Sunday, June 3, 2012

Summertime...




...And the living is easy. Or so the song goes. Yes, I know it’s not officially summer yet, but in my town summer begins on Memorial Day. That’s when the town pool opens (on the weekends, at least), and folks in New Jersey start going “down the shore,” a term I never heard until I moved to the “Garden State.”
            For a freelance writer, summer isn’t really much different than any other season. I make my own hours, write when the assignments come, and have just as many deadlines (if not more) than I have during the winter. But I love summer, nevertheless.
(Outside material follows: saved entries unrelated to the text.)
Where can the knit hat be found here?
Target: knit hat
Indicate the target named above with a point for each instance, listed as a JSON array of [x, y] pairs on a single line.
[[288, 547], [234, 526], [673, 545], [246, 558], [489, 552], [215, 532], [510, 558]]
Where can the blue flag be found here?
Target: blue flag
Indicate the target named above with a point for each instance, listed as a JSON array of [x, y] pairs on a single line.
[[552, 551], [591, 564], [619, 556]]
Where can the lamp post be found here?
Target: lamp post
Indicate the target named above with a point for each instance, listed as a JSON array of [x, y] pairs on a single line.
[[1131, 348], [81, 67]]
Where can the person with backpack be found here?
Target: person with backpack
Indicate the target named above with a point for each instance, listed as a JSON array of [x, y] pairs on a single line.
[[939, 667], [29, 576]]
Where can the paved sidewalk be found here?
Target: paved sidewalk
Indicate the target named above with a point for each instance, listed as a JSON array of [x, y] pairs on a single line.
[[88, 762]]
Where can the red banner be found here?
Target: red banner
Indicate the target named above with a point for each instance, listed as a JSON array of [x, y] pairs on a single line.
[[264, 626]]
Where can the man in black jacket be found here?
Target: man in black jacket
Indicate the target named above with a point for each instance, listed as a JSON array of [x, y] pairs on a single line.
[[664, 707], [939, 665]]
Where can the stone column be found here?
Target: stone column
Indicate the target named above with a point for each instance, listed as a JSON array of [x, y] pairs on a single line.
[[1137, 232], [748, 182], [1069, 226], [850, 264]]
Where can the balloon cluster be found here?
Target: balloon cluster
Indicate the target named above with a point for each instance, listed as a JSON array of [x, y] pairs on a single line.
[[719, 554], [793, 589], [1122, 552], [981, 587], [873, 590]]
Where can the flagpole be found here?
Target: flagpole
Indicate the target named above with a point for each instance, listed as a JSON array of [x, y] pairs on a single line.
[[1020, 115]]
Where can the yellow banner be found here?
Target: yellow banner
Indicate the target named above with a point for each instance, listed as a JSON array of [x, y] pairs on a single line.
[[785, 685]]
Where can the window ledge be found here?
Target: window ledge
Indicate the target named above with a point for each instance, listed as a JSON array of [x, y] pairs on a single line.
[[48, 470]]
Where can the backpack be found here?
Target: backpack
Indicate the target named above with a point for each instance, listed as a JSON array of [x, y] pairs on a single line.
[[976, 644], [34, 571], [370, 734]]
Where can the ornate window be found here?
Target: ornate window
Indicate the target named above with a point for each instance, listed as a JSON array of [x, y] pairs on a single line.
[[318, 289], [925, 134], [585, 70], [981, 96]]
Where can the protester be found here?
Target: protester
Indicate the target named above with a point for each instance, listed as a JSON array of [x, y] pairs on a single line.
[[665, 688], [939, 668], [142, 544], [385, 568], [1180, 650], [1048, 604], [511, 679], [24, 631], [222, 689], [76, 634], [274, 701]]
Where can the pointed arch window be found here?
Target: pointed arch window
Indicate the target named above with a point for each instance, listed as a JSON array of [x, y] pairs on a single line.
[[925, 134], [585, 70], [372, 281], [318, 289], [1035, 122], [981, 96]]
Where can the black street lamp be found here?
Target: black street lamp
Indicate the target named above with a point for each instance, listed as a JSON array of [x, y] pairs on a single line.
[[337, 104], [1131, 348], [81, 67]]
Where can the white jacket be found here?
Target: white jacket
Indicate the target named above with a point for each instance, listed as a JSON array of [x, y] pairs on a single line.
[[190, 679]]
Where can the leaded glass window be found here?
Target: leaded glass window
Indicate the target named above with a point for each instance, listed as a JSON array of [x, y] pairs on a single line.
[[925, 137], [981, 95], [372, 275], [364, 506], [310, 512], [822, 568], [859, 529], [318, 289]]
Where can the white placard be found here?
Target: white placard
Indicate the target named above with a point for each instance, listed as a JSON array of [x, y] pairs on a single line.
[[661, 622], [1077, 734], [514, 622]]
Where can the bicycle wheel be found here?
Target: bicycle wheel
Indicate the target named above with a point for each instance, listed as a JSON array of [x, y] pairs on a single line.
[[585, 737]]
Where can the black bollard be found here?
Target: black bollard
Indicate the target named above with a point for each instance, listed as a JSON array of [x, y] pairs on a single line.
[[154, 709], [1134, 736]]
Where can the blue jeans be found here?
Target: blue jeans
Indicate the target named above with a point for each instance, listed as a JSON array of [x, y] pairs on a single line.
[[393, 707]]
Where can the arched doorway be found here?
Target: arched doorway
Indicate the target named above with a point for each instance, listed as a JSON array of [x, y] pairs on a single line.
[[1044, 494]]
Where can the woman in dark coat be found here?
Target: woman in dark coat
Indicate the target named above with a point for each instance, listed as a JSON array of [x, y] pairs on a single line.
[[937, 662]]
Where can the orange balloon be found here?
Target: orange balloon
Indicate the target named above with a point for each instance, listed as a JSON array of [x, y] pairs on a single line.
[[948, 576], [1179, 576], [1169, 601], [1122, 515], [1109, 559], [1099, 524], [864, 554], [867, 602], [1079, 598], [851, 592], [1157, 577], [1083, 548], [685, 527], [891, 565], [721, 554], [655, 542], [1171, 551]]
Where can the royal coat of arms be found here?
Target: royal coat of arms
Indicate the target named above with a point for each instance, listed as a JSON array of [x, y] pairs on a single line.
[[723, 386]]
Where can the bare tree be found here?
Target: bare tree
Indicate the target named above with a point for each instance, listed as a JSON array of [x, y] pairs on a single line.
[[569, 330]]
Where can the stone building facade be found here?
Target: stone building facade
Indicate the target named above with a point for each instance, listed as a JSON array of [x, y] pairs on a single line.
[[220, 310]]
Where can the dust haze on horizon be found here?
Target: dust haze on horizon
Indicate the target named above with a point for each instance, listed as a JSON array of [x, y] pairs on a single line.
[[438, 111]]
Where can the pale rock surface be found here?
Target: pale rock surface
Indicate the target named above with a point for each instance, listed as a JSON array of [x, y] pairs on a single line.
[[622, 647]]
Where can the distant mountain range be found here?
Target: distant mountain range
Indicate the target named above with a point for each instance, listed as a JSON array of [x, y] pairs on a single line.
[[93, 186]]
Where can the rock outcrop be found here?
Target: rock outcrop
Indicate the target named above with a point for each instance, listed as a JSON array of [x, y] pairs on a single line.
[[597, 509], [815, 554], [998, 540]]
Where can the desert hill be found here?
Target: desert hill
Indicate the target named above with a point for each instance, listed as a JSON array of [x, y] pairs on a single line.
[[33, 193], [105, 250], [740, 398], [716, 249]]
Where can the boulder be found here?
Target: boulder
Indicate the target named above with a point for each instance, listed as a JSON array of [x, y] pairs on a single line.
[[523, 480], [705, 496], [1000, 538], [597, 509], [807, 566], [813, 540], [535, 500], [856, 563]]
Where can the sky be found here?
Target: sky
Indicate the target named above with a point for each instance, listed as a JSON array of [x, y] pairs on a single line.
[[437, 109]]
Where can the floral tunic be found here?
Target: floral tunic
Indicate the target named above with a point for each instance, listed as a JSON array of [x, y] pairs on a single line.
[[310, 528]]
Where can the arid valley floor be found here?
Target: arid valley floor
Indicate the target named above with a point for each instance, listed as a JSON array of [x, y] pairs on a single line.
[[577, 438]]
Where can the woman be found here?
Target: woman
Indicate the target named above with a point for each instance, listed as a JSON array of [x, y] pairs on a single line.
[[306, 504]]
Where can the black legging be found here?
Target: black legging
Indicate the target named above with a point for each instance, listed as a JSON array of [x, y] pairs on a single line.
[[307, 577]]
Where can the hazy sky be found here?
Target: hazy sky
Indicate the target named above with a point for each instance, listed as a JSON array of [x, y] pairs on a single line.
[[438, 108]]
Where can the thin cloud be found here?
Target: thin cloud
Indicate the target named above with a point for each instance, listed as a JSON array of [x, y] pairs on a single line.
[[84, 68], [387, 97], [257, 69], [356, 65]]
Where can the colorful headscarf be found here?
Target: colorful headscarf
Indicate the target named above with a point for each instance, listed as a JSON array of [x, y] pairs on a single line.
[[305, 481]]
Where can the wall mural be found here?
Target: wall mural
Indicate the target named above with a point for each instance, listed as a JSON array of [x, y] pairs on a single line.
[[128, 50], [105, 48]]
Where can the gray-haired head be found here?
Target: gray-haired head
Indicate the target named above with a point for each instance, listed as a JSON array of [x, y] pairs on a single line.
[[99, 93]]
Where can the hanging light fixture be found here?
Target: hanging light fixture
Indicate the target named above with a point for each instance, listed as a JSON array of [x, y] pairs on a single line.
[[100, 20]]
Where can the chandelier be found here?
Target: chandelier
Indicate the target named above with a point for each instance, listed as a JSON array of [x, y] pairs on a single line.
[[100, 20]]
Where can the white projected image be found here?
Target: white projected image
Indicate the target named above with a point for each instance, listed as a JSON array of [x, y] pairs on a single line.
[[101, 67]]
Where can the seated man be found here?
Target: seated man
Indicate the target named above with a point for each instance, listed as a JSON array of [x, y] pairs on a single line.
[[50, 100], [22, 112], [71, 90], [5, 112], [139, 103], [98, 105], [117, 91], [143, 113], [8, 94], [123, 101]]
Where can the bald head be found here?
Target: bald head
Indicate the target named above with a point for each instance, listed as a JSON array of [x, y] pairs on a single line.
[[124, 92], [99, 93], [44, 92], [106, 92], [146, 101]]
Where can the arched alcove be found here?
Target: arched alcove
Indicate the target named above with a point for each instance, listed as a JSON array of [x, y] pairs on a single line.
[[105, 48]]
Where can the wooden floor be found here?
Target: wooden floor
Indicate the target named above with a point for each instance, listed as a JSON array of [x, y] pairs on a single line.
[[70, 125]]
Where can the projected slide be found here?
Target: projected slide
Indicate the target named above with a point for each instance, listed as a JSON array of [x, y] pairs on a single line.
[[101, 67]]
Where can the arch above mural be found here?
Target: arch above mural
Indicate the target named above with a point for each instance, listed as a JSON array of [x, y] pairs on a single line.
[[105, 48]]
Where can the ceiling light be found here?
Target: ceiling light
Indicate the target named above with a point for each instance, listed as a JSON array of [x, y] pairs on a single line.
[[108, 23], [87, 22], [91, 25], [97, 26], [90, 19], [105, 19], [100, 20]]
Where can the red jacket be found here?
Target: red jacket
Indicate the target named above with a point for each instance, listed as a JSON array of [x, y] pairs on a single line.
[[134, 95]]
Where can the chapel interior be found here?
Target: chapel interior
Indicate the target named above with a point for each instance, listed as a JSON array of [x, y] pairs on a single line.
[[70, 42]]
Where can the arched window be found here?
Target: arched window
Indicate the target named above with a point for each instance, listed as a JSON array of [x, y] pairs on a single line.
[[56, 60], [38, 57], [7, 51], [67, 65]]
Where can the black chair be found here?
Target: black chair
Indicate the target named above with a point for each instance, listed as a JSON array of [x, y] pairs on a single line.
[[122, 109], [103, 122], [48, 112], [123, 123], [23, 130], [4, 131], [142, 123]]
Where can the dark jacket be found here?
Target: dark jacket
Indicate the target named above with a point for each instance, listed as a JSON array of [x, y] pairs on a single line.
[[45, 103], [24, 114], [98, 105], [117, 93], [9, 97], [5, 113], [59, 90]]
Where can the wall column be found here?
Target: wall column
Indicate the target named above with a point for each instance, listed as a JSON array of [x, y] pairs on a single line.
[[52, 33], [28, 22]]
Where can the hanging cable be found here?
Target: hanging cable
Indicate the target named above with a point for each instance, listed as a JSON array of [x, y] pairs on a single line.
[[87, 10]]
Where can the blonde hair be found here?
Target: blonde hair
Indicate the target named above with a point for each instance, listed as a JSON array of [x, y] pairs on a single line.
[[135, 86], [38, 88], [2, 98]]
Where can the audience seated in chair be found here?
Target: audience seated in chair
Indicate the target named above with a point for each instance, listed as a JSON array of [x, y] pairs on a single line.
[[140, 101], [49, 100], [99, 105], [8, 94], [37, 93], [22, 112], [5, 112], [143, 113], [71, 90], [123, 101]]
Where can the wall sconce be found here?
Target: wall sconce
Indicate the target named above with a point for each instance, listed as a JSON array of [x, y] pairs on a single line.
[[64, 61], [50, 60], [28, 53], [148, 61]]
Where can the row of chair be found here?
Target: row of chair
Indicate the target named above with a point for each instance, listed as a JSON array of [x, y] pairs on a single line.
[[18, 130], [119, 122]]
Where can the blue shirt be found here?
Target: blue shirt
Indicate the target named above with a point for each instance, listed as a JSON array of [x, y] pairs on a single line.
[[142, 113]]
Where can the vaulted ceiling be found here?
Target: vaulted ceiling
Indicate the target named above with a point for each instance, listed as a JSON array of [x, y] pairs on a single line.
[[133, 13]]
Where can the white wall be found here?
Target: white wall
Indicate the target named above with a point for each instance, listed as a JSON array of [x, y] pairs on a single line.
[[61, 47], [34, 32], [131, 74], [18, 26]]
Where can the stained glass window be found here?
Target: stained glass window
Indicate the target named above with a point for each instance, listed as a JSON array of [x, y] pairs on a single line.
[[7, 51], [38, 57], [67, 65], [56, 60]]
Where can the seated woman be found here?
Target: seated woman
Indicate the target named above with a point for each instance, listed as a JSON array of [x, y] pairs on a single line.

I love the sounds of kids playing outside (my next door neighbors have three little boys, just as I once did), I love the sounds of blue jays cawing as they soar across my yard, and I love the evenings, filled with fireflies and cicadas.
            I’ve always wondered if I would be a happier, more productive person if I lived in a warmer climate year-round (some of my friends who have jumped the east coast ship could probably answer that question), but I’m not sure that it matters. And anyway, I’ve yet to hear that not a single person in California or Florida ever gets sick or depressed; virtual sunshine can work wonders, but it can’t solve every problem we have.
            The real question is how to keep that summertime going year-round inside your heart. I’ve read and heard in so many places lately that we have the power to make our days sunny and beautiful, just by filling our hearts with love and gratitude. If that’s the case, then you could be blissed out in an igloo in Alaska, just as easily as being filled with despair in Baja. It’s all a matter of your inner landscape and climate.
            I’ll have to remind myself, when winter next comes, to keep the bird songs and the scent of flowers, and the warm rays of the August sun in my heart. Summer, in my humble opinion, is an excellent reminder that it’s up to us to let the sunshine in.